En palabras de la escritora y periodista Montserrat Martorell, doctora en Literatura Hispanoamericana y autora de La última ceniza, es esencial comprender que “nos estamos leyendo y narrando, haciéndonos cargo de nuestro presente y mirando hacia atrás, pero también al futuro, desde voces como las de Rosabetty Muñoz y Cecilia Vicuña, quienes le ponen nombre al dolor, a la grieta, a los desaparecidos, a la dictadura, a los derechos humanos”.
La periodista, traductora y escritora Arelis Uribe, ganadora en 2017 del Premio del Ministerio de Cultura de Chile al Mejor Libro de cuentos por Quiltras, dialoga con autoras vivas como Macarena Araya, Claudia Apablaza y Malu Furche “en un nivel más íntimo al comentarnos e inspirarnos para poder hacer lo que hacemos. Puedo escribir porque vamos de la mano, caminando al mismo tiempo. Es lo bello de acompañarnos e inspirarnos mutuamente”.
De los desaparecidos Nicanor Parra y Roberto Bolaño deriva su inspiración desde una obra que considera oro, y en el trabajo de Andrés Montero y Hernán Miranda encuentra una calidad que merece seguir siendo leída. Es un catálogo de producciones que se abre a otras lecturas que trascienden el canon.
Décadas de lecturas y narraciones
Trabucco traza una especie de cronología de la literatura chilena donde, a principios de los 90, las historias eran “del ámbito privado, de las parejas y lo familiar, desligadas del contexto y con una especie de rechazo a lo político. Luego, esto se desplazó y vinieron todas las literaturas de los hijos, que volvieron a politizar mucho el campo. Hoy, siento como rasgo contemporáneo que las novelas se han vuelto más breves y con temáticas diversas”, explica.
Después del apagón cultural que implicó la dictadura hubo un momento muy luminoso en el que regresaron los artistas y escritores exiliados; además, se crearon fondos, premios, becas y estímulos para la formación en el exterior, expone Meruane. “Hoy, 30 años después, siento que hay una producción literaria muy sostenida, sumada a la multiplicación de editoriales independientes, clubes de lectura, ferias, encuentros y talleres que han creado, además, un lectorado de generaciones muy jóvenes. Todo esto hace que la producción literaria chilena actual sea más potente, tenga más circulación y sea más reconocida”, destaca.

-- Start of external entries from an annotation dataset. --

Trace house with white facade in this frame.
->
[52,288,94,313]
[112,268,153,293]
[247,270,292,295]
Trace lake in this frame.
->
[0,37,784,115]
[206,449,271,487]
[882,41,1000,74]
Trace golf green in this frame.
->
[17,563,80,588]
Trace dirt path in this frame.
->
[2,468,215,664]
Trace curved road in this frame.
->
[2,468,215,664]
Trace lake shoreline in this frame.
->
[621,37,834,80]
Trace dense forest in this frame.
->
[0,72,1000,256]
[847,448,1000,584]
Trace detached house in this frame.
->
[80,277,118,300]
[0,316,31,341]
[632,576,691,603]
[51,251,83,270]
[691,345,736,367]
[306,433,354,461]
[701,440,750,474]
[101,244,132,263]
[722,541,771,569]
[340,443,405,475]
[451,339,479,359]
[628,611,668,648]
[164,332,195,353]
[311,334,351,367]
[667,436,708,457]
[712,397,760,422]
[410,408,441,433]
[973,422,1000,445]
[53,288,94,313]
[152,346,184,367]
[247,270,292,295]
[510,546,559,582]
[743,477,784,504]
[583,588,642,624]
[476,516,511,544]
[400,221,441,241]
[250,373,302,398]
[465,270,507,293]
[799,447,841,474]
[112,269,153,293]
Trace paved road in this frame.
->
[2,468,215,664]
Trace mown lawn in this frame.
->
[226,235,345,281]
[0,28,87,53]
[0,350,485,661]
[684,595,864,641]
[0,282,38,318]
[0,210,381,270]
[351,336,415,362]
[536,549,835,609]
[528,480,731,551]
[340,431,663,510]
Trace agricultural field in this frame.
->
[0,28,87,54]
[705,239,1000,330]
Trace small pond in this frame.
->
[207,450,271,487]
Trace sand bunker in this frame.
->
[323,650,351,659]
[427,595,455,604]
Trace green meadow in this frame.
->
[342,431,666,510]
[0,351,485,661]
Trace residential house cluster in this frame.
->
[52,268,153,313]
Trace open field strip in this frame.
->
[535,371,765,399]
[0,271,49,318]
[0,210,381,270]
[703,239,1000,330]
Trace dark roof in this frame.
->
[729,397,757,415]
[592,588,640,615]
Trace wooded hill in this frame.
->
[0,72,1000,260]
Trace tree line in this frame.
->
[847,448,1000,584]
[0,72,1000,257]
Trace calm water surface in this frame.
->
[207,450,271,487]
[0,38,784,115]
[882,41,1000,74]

Para las editoriales independientes son importantes las voces mapuches y las disidencias sexuales, que se publican constantemente, dice Catrileo. Pese a esto, siguen ocupando espacios pequeños: “Hay excepciones como Jaime Wenún, que ha sido traducido y publicado en diferentes países, pero en general la poesía está relegada frente a autores más canónicos como Neruda. Ahí hay un desbalance importante. Nos salvan iniciativas como la revista La palabra quebrada, editoriales y librerías hermosas como Crisis, en Valparaíso, y Proyección, en Santiago, que tienen un catálogo propio o piensan las cuestiones más allá de la novedad, el canon o el mercado”, celebra la integrante del equipo editorial de Yene, revista digital de arte, pensamiento y escrituras de Wallmapu y Abya Yala.
Por supuesto, siguen existiendo —y con enorme poder— los grandes conglomerados editoriales y de comunicaciones mediante los que se crea y circula la información oficial, señala Costamagna. Trabucco reclama por el elevadísimo costo de los libros en Chile, con un IVA del 20%, lo cual desincentiva su compra. La falta de continuidad de los proyectos de escritura, traducción, difusión y circulación financiados con dineros públicos, y la casi inexistente mirada regional que hace que la capital acapare los recursos y esfuerzos, reprocha Catrileo.
Ante estos atascos son destacables los esfuerzos de la Biblioteca Pública Digital, de carácter gratuito y con más de 70 mil títulos para descargar, leer y devolver; Bibliometro, que busca promover hábitos de lectura en los usuarios del Metro y las comunidades cercanas con 4 mil 700 títulos disponibles para préstamo a sus 50 mil socios activos; y la muy poderosa Furia del Libro, con dos ediciones al año y más de 100 estands de editoriales autogestionadas.
Leer, comprender y narrar el país también es posible fuera de las fronteras. Desde Estados Unidos, Uribe observa la literatura chilena con la perspectiva necesaria para observar que los géneros, líquidos y cíclicos, han ido mutando: “Estamos mezclando y vibrando, también conviviendo con las voces antiguas. Leer otras literaturas me hizo abrir los ojos acerca de cuál es la tradición literaria afrodescendiente en Chile y observar con atención las escrituras de resistencia a la hegemonía eurocentrista blanca, como es el caso de la tradición de las voces indígenas mapuches, que, por ejemplo, han hecho y hacen una literatura extraordinaria”.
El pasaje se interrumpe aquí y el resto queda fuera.